Friday, November 25, 2011

Nick Clegg offers hope with £1bn Youth Contract

It was good to wake up this morning to see Nick Clegg on tv talking about the Coalition Government's new Youth Contract, which aims to reduce youth unemployment which, at over a million, is at an unacceptable level.

Nick has always got how important it is to make sure young people were properly supported. In 2009, he launched his "Lifeboat for a lost generation" when Labour were failing to do anything sensible about youth unemployment.

It was really disheartening to see Ed Miliband and David Cameron bandying statistics around at Prime Minister's Questions the other day. Neither of them gave any impression of actually caring about the young people affected. I'm sure that's not necessarily true, but they simply didn't show it.

Every single young person should have access to either a job or some form of training - they should not be just left, unsupported.

To that end, Nick has been promoting the new Youth Contract which aims to:

  • give 160,000 wage subsidies and 250,000 work experience placements
  • at least 20,000 incentive payments to encourage new apprenticeships in England
  • more support in job centres and specialised help on applying for jobs
  • reaching out to most disengaged 16 and 17 year olds to find the best option for them whether it be back to school, apprenticeships or work placements
It seems to be a good range of measures which will help people in the way that best suits them, rather than a one size fits all programme.  It remains to be seen if the wage subsidies will work or whether employers will just get rid of people after 6 months and take someone else on - there needs to be proper safeguards to make sure that doesn't happen. However, Nick explained on BBC Breakfast this morning that employers had said that it was the initial costs of employing someone they needed help with. I want to be sure that any employer exploiting the system will not be given a single penny more of public money.
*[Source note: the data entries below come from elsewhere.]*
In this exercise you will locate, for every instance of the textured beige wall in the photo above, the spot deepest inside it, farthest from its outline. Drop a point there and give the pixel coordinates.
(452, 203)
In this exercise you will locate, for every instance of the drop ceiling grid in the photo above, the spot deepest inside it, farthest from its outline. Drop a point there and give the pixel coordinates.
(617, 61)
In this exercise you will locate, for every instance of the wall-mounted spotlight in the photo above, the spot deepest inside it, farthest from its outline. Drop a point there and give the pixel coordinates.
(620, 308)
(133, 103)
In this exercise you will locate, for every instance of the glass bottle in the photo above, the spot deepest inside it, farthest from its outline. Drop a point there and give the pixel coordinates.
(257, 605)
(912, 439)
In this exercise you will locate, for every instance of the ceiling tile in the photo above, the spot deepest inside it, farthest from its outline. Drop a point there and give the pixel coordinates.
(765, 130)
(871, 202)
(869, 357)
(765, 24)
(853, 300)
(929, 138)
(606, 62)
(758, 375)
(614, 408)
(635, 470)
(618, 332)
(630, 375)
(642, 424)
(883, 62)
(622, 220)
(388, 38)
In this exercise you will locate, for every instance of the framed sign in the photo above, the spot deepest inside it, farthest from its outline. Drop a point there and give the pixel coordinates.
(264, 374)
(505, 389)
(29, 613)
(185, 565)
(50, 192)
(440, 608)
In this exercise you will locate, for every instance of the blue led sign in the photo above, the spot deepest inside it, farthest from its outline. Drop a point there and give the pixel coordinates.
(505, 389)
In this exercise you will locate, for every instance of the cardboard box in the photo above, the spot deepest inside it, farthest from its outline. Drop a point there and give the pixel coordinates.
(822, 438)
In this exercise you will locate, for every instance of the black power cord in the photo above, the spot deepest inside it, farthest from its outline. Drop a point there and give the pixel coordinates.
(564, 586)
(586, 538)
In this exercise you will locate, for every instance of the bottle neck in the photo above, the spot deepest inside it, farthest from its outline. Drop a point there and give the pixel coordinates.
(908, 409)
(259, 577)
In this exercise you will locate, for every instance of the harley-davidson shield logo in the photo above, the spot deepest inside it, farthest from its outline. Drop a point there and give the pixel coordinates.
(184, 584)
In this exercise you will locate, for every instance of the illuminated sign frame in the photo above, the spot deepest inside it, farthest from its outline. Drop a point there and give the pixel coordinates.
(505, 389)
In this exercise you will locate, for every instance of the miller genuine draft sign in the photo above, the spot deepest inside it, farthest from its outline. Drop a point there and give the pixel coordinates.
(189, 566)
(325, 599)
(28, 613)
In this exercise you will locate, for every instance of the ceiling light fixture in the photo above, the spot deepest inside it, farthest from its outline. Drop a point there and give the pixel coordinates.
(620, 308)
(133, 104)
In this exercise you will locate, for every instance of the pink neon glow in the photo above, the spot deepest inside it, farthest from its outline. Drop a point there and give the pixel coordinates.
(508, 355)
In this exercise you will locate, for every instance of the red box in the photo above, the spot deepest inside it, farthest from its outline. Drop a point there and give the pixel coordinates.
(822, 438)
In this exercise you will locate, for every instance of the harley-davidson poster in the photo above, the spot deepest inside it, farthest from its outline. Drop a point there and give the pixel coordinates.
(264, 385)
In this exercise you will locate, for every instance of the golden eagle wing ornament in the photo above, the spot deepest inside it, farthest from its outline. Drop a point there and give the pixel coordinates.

Let's hope that this set of measures will work and that young people will find it easier to get jobs or training that suits them.

Nick said:
The aim of the Youth Contract is to get every unemployed young person earning or learning again before long term damage is done. “This is a £1bn package and what’s different about it is gets young people into proper, lasting jobs in the private sector. “But it’s a contract, a two-way street: if you sign up for the job, they’ll be no signing on for the dole. You have to stick with it. “Youth unemployment is an economic waste and a slow-burn social disaster. “We can’t lose the skills and talent of our young people – right when we need them most. We can’t afford to leave our young men and women on the scrap heap. We need the next generation to help us build a new economy.  “If people are out of work when they’re young they bear the scars for decades. If they have a false start, they might not ever fully catch up. “These are tomorrow’s mothers, fathers and tax-payers. If they end up falling behind our whole society pays the price.      “It hasn’t been easy to find £1bn but it is the right thing to do. “We won’t allow the children brought up in the boom to bear the brunt of the bust. The next generation must not pay the price for my generation’s mistakes. So the Coalition Government won’t sit on our hands and let a generation fall behind.  “We want to give every young person a reason to get up, a reason to go out, and a reason to feel great at the end of the day. “Despite the huge pressures on the public purse we’re pulling out all the stops.


2 comments:

Anonymous said...

As a person who has worked for about 15 years in the "back to work" business, and in particular recently with 15 and 16 year olds looking for a start in life after school, I'm always interested in any new scheme the government, whether ours or the one in London comes forward with.

My main worries about this pretty expensive package is that employers will (as Nick said) be tempted to exploit the situation.

It is, with respect, all very well to have the deputy prime minister say that he will act if he finds any case where this is happening, but in honesty, every scheme I have seen has employers who use it.

The trouble is that no one reports it. At every level people are just happy to have another placement. Whether it is the agency that the government pays by results, the Jobcentre, the DWP, or indeed the cabinet minister responsible, IDS or NC.

Everyone wants the placements, everyone wants the numbers in their area to be reduced. At the top, a million young unemployed is a national disgrace, and clearly an embarrassment to the Tories in particular, who did the same thing last time we had the misfortune to have to live under their beneficence.

My second worry is that staff, on targets, will be pressing kids to do things that they simply aren't interested in. I've watched people do it and I've had lads come and tell me that the staff are trying to get them, for example, to join up, and they don't want to but they are scared of what the JC will do if they turn it down.

These are people's lives, not figures, statistics. Margaret Thatcher hid the unemployed on sickness figures. The Tories have form!

But under Labour it was the same. Targets, targets, targets... and to hell with the kids.

I hope that, a t the most vulnerable time of their lives, these children (because that's really what they still are) are treated with care and compassion, not dumped into places they hate to satisfy some target driven functionary.

I generally welcome the moves, but after years of experience I am very suspicious of them

Lee said...

Tris; I'm a member of the lost generation of the early 1980s - approaching fifty and still looking for my first job. I agree with everything you've written, but practical solutions are required...my suggestion is to make the local authority the employer-of-last-resort for people once they've been unemployed for a set period of time.